Hands-on training. Manufacturers can support educational institutions that provide hands-on operator training like that found in the program offered by Southern Illinois University Edwardsville’s Environmental Resources Training Center. There, students are trained on operating process equipment long before finding positions as operators, including completing an internship at a municipal wastewater treatment plant before graduation. 

Annual operator and receiving stream cele­bration. WRRFs are a hidden municipal infrastructure, both figuratively and technically, and their product is lost to sight when discharged into their associated receiving streams. In order to provide a stage for highlighting this most environmental of all occupations, wastewater equipment manufacturers should promote an annual national celebration for operators. This could be held at a different location each year, with operators receiving the recognition they deserve while the local receiving stream is used as a focus for the celebrations with water-based events. It is time operators were acknowledged nationally for their work protecting watersheds and the public’s health.

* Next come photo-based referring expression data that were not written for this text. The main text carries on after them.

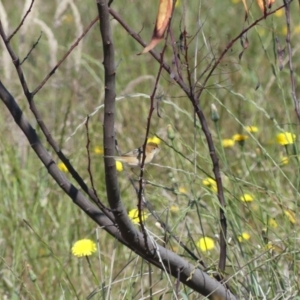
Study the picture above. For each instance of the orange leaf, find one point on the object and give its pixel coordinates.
(162, 21)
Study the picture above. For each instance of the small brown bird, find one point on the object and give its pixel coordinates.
(134, 158)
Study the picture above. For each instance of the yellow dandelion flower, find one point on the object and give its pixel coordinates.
(283, 30)
(279, 13)
(290, 215)
(62, 167)
(84, 247)
(205, 244)
(182, 190)
(245, 236)
(174, 208)
(98, 150)
(240, 137)
(246, 198)
(252, 129)
(154, 140)
(285, 138)
(270, 246)
(261, 31)
(297, 29)
(226, 143)
(272, 223)
(119, 166)
(211, 183)
(134, 216)
(284, 160)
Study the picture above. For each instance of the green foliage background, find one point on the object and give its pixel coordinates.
(250, 92)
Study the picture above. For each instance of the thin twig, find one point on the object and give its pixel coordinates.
(289, 47)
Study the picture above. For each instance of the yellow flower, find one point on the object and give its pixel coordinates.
(279, 13)
(211, 183)
(261, 31)
(84, 247)
(98, 150)
(134, 216)
(290, 215)
(252, 129)
(244, 237)
(182, 190)
(284, 160)
(239, 137)
(285, 138)
(154, 140)
(272, 223)
(297, 29)
(205, 244)
(246, 198)
(283, 30)
(174, 208)
(226, 143)
(119, 166)
(62, 167)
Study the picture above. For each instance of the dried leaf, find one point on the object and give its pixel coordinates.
(246, 9)
(162, 21)
(264, 4)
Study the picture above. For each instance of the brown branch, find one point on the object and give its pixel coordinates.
(41, 123)
(195, 102)
(290, 53)
(127, 229)
(164, 259)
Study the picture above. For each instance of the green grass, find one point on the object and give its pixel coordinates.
(39, 224)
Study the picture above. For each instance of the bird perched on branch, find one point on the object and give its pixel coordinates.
(134, 158)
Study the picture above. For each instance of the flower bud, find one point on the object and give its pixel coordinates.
(171, 133)
(214, 113)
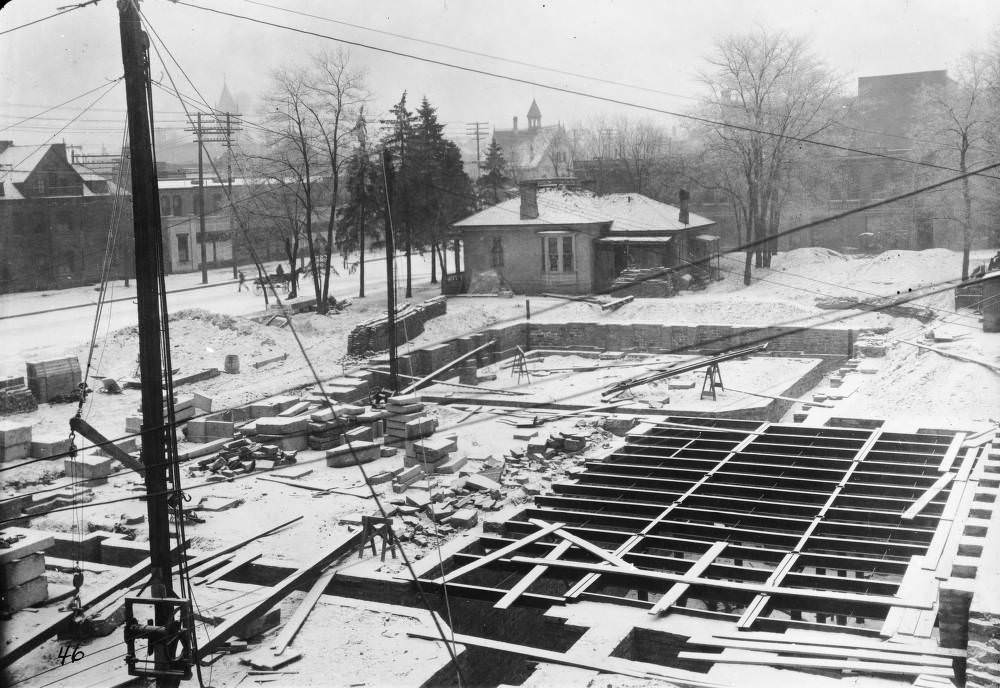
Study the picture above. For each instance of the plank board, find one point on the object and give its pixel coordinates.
(928, 496)
(677, 590)
(526, 582)
(732, 585)
(811, 663)
(502, 552)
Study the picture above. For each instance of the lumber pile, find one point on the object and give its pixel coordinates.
(22, 568)
(55, 379)
(655, 283)
(15, 441)
(15, 397)
(374, 334)
(407, 419)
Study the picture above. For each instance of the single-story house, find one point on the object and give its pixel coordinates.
(568, 240)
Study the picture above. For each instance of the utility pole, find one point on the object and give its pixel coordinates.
(201, 206)
(473, 129)
(165, 631)
(205, 134)
(388, 175)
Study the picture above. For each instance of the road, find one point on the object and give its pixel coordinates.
(40, 325)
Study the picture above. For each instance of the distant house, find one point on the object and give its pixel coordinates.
(558, 239)
(55, 219)
(536, 152)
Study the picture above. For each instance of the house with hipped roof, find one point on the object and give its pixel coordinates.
(555, 237)
(55, 219)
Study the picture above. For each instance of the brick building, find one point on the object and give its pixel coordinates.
(55, 218)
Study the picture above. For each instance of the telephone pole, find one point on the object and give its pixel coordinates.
(166, 630)
(473, 129)
(205, 133)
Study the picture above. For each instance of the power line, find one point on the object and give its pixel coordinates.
(65, 10)
(567, 90)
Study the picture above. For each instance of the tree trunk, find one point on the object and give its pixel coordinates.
(361, 253)
(967, 225)
(409, 258)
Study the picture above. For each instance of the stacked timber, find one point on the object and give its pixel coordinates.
(644, 283)
(22, 568)
(374, 334)
(407, 419)
(15, 397)
(54, 379)
(15, 441)
(435, 454)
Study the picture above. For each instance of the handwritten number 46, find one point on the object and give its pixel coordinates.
(65, 653)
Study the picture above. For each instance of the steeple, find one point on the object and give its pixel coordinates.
(226, 101)
(534, 116)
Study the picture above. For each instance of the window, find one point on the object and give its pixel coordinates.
(558, 254)
(496, 253)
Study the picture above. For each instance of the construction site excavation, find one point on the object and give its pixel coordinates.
(311, 388)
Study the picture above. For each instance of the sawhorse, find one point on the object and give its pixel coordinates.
(377, 525)
(713, 380)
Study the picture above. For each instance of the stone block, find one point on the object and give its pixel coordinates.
(275, 425)
(26, 594)
(87, 467)
(351, 454)
(258, 624)
(14, 434)
(464, 518)
(19, 571)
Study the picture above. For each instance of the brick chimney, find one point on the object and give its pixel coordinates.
(529, 201)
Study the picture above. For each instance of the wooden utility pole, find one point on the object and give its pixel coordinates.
(148, 268)
(388, 175)
(201, 205)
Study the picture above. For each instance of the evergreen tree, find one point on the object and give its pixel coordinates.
(360, 214)
(493, 183)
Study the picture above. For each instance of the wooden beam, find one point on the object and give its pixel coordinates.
(605, 665)
(810, 663)
(928, 496)
(238, 561)
(427, 378)
(949, 456)
(284, 639)
(268, 597)
(532, 576)
(791, 647)
(759, 603)
(500, 553)
(677, 590)
(730, 585)
(840, 640)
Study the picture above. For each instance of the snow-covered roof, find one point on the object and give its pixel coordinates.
(627, 213)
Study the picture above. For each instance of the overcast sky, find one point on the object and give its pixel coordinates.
(654, 44)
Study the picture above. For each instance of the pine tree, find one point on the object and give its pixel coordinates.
(494, 181)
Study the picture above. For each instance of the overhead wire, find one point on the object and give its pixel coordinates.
(571, 91)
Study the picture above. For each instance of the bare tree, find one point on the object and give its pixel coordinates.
(338, 93)
(766, 90)
(293, 163)
(960, 118)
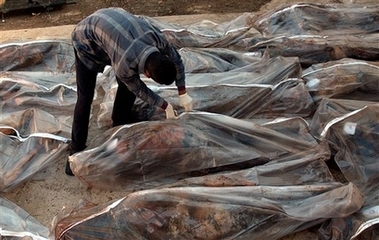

Wastewater equipment suppliers are critical for providing the sophisticated, engineered equipment required for operating microbiologically based WRRFs—living infrastructure. Operators of these facilities are key to producing effluent of the highest quality for discharge to a plant’s receiving stream. For these reasons alone, bringing equipment suppliers into closer cooperation with operators makes sense. It also makes for better treatment.

Wastewater operations is an honorable, demanding career that warrants greater involvement between manufacturers of wastewater equipment and the operators responsible for its performance.